Bacteria-Activated Janus Particles Driven by Chemotaxis

In the development of biocompatible nano-/micromotors for drug and cargo delivery, motile bacteria represent an excellent energy source for biomedical applications. Despite intense research of the fabrication of bacteria-based motors, how to effectively utilize the instinctive responses of bacteria to environmental stimuli in the fabrication process, particularly, chemotaxis, remains an urgent and critical issue. Here, by developing a molecular-dynamics model of bacterial chemotaxis, we present an investigation of the transport of a bacteria-activated Janus particle driven by chemotaxis. Upon increasing the stimuli intensity, we find that the transport of the Janus particle undergoes an intriguing second-order state transition: from a composite random walk, combining power-law-distributed truncated Lévy flights with Brownian jiggling, to an enhanced directional transport with size-dependent reversal of locomotion. A state diagram of Janus-particle transport depending on the stimuli intensity and particle size is presented, which allows approaches to realize controllable and predictable propulsion directions.

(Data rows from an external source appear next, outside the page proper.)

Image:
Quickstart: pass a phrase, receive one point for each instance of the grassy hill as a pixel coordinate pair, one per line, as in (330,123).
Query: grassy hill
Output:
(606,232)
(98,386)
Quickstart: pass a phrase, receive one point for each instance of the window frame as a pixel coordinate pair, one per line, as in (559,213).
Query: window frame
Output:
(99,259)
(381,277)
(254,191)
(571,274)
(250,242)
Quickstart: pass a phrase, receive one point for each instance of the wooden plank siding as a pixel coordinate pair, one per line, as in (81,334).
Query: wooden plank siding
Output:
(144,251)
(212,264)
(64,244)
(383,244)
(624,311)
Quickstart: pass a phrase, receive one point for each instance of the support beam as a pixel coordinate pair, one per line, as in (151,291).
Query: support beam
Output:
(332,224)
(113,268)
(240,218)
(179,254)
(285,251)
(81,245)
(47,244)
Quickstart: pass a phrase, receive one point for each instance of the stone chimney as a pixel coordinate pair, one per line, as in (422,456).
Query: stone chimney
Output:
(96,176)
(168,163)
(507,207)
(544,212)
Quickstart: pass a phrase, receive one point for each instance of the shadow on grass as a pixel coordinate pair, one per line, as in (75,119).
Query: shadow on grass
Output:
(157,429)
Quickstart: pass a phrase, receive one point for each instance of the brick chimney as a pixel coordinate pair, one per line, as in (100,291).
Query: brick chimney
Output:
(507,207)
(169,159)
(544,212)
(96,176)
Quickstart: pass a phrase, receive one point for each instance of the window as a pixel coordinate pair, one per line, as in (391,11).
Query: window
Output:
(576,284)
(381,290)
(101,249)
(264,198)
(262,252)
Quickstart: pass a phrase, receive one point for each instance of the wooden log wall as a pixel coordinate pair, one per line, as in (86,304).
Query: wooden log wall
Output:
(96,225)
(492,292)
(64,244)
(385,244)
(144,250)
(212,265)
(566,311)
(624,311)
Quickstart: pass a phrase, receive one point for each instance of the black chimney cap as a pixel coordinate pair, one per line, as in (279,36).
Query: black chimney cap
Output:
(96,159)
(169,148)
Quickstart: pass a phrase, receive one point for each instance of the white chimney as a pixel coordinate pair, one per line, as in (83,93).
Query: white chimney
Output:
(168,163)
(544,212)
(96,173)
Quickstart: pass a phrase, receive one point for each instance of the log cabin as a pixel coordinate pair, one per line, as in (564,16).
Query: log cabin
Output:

The physical mechanism of these transport behaviors is revealed by performing a theoretical modeling based on the bacterial noise and Janus geometries. Our findings could provide a fundamental insight into the physics underlying the transport of anisotropic particles driven by microorganisms and highlight stimulus-response techniques and asymmetrical design as a versatile strategy to possess a wide array of potential applications for future biocompatible nano-/microdevices.